THE price of fuel is expected to skyrocket next week following a surge in international petroleum prices a fortnight ago.
Oil prices went up sharply over the past two weeks to hit US$41 a barrel of crude oil from a record low of US$28 per barrel recorded in January this year.
The price of crude oil had been on a freefall since June 2014 after touching a record high of US$118 per barrel before receding to US$28 per barrel early this year.
Currently, the pump price of petrol is between US$1,20 and US$1,24 per litre while diesel is selling at between US$0,92 and US$1,04 per litre.
Local petroleum prices are still far higher than those in other countries in the region.
The impending fuel price increases are certainly going to have a detrimental impact on the frail economy, as prices of other commodities might rise as businesses cushion themselves from high costs.
Zimbabwe Energy Regulatory Authority (ZERA) chief executive officer, Gloria Magombo, conceded on Tuesday that the surge in fuel prices on the international market would push local prices northwards.
Magombo said: “We always follow that pattern but we are always behind by two to three weeks. When prices are coming down, we are always behind in adjusting our fuel prices and when (there is an uptick in oil prices) we expect the local market to react accordingly.”
The Organisation of the Petroleum Exporting Countries (OPEC) and non-members are meeting next month in Doha, Qatar to discuss a production freeze.
The effect of this would be to push prices further up. Key cartel members include Libya, Saudi Arabia, Kuwait, Qatar and Algeria. Russia will be at the meeting as a non-member.
OPEC members insist that they want to stabilise the oil market, but in essence, they have been affected by falling international oil prices that have hurt their economies. The low oil prices were a result of oversupply, and not a lack of demand.
Now, the prices have rebounded, although they are still far below record levels that helped boost oil producing countries’ economies.
But non oil-producing countries like Zimbabwe are likely to suffer from the price surge as this would affect the cost of logistics, which would in turn affect commodity prices across the board.

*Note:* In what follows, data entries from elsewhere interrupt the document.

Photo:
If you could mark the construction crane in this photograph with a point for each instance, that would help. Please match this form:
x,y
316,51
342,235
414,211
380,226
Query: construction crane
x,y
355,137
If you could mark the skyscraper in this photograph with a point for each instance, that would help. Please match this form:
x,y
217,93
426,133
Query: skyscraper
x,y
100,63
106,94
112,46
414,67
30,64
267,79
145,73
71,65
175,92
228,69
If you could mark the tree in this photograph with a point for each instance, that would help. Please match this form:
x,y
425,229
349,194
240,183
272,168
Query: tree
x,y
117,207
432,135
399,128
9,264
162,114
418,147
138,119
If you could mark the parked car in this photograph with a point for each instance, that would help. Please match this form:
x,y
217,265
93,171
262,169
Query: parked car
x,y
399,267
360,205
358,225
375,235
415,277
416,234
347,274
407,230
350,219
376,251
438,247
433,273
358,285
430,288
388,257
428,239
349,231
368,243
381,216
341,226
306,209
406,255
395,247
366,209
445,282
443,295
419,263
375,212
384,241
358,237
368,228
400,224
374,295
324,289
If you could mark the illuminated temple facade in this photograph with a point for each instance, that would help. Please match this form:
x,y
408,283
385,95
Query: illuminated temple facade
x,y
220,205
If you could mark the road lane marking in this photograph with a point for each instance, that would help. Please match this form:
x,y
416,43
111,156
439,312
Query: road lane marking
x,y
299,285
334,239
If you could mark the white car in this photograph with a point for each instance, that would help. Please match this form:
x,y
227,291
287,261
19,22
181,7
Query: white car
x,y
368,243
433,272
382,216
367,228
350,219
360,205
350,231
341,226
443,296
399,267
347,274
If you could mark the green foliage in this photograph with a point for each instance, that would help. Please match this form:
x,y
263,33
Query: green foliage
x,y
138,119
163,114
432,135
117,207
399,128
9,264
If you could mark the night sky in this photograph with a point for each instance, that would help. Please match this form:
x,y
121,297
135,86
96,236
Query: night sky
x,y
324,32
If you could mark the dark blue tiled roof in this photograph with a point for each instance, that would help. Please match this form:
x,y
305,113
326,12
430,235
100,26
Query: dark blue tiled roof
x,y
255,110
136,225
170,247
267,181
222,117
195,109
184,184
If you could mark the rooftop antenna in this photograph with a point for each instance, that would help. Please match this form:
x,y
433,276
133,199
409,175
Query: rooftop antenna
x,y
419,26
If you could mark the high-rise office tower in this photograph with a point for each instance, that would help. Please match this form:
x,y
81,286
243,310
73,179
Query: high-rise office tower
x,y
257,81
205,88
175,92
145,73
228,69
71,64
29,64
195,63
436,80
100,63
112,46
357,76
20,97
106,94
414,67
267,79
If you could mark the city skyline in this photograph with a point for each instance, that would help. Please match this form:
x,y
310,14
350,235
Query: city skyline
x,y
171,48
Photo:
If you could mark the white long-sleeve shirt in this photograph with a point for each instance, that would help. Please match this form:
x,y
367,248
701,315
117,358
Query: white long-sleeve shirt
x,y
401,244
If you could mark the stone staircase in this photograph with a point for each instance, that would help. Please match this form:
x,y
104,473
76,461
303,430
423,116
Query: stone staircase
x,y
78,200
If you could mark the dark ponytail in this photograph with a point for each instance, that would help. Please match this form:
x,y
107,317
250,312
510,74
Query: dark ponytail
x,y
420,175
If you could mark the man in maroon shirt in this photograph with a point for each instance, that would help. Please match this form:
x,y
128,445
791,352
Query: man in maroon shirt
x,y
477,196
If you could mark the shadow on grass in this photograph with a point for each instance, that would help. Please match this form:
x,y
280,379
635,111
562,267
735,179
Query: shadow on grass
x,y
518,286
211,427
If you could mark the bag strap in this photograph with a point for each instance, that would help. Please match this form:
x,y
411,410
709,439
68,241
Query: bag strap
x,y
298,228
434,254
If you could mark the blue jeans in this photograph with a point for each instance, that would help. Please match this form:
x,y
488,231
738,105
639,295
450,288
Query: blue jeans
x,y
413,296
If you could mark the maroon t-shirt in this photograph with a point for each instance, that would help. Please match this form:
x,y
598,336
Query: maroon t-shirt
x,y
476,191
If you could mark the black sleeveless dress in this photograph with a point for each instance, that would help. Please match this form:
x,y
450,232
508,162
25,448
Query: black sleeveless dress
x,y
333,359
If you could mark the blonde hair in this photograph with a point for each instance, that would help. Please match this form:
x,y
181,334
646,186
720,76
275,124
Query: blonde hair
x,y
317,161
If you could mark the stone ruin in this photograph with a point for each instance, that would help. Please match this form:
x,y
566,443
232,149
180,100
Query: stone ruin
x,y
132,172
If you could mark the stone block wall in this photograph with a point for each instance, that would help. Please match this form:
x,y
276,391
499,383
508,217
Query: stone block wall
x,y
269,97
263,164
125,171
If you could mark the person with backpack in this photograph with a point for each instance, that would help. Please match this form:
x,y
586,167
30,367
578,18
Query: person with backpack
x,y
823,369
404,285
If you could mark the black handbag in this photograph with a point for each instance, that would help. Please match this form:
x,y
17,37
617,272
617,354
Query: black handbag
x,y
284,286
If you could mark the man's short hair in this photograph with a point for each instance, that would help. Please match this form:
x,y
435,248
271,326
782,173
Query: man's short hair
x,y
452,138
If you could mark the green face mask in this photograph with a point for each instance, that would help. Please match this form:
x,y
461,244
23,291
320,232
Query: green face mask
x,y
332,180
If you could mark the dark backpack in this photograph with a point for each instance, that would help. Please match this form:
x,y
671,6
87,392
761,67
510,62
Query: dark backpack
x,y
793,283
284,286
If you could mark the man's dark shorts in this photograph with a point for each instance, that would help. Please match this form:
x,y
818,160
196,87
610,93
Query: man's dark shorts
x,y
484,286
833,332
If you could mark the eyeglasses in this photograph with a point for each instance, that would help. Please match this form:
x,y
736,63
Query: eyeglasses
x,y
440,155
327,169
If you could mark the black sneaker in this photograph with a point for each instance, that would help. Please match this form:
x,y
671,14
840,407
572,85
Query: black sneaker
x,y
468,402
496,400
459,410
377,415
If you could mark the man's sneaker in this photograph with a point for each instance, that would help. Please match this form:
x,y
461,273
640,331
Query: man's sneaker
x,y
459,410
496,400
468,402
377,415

This would have the effect of further derailing economic revival efforts in the country, whose growth has been projected at 1,4 percent this year by the International Monetary Fund.
Local petroleum companies said they would hike prices to maintain profit margins. There were indications they would swiftly raise their retail prices next week, and that talks with ZERA had already begun on the modalities of an adjustment.
It would appear the petroleum companies require no persuasion to adjust prices upwards, unlike in situations when international prices go down. Last year, players were forced by government to reduce their retail prices after they had maintained the price of petrol at US$1,50 per litre and diesel at US$1,38 per litre, despite the downward spiral in international oil prices.
Players said since government had increased the fuel levy when prices went down to protect the flow of revenue into the fiscus, they expected Treasury to reduce the levy once prices started moving up.
But this is unlikely to happen considering that government is desperate for cash due to dwindling revenue streams caused by widespread company closures and job losses.